First some back story:
I’ve recently gotten the comic book bug again. It started when I put together the /Film Holiday Gift Guide last year. Putting together the graphic novel section resulted in a few purchases on the Comixology app. And then Christmas vacation hit and the flood gates opened.
I love reading comic books on my iPad but the price for first run books is expensive ($4-5 an issue) vs. a discounted trade paperback graphic novel ($10-$15) which collects 6-10 issues later. I’ve never really liked reading individual comic books; I’ve always stuck to the graphic novels and collected paperbacks. Yes, it was the price and also the fact that I would forget what was going on in the storyline from month to month as new issues were released. But for some reason that has changed. Maybe it has something to do with the current state of serialized television, but I love getting a new comic each month.
The point of this is, I’m currently a consumer trying to find the perfect service to fit my comic book reading needs. So when I heard that Scribd was launching a “netflix for comics”, I jumped to find out how it would work.
There are a variety of digital comic book services out there right now, but all of them seem to have their disadvantages.
Marvel Unlimited ($10/month or $70/year):
- Marvel’s app offers unlimited access to over 15,000 Marvel comics.
- You get all the new issues to all of the current series but six month behind the news-stand. Sounds great, but there is a lot of problems with the app and service that make me not want to use it:
- The digital comic scans are rather low quality in comparison to the other services.
- The app’s offline viewing options are not that great.
- But my real problems are with the interface and not being able to discover new series in a helpful way.

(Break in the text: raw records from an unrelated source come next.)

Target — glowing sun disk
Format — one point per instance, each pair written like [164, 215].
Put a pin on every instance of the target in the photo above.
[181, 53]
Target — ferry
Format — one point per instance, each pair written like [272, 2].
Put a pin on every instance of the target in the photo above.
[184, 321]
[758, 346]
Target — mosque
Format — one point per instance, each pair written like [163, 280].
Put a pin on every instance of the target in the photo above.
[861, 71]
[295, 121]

- There is no ability to subscribe to a series or get notifications from a particular series when a new comic arrives.
- And this should be obvious but Marvel’s Unlimited app only offers access to Marvel’s library, so if you want something other than superhero comics, you have to really look elsewhere.

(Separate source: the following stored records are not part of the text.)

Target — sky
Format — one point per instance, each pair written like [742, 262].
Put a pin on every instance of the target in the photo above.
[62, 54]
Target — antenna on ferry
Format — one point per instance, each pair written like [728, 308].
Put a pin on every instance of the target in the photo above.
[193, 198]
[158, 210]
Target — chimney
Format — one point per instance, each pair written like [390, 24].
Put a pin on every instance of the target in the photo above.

- This is my preferred comic reading app because of the quality of the comic scans and the extensive catalog which features almost every comic available.

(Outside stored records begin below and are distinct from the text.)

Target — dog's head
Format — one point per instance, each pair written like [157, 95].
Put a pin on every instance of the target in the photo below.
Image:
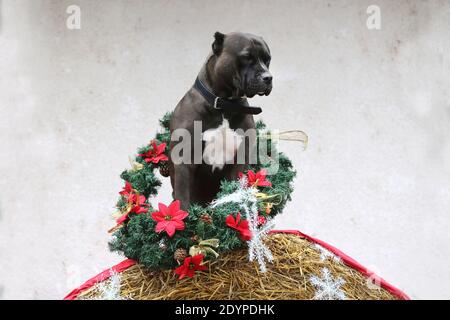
[242, 63]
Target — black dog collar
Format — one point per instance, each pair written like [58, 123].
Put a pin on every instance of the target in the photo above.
[224, 105]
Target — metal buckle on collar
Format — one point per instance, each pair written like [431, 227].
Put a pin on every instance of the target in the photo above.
[215, 103]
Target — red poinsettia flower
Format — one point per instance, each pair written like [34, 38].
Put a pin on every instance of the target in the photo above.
[128, 189]
[261, 220]
[241, 226]
[257, 179]
[136, 204]
[155, 154]
[190, 266]
[169, 218]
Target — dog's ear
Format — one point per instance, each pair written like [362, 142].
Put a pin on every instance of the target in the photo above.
[218, 43]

- Each comic is sold separately, usually $4-5 for new issues and a discounted price for older issues.
- Comixology will offer sales on a weekly basis, which is a good way to get some good books at a discount (for instance, during my Christmas vacation they were offering 50% off on most of Image Comics library).
- They also offer a subscription service so that you’ll get the new issue digitally delivered each month, complete with an email notifying you that you now have the latest issue of a series. I’m currently doing this with a bunch of comic series including the new run of Star Wars.
- But again, its expensive. I’ve always believed that digital versions should be discounted from the print copies. There is no reason we should be paying more for a digital movie than a physical blu-ray from Target, and the same should be for comics. But alas, that is not the case here.
- The biggest problem with the Comixology app is that last year when they were sold to Amazon (this should be a good thing, right?) the mega company decided to remove the ability to purchase comics from the app (likely in an effort not to have to pay Apple a percentage). Whats worse is the entire front end letting you explore other comics and series is gone. You instead have to go to the website and explore and purchase from there. Doesn’t sound like a huge issue but its a frustrating process.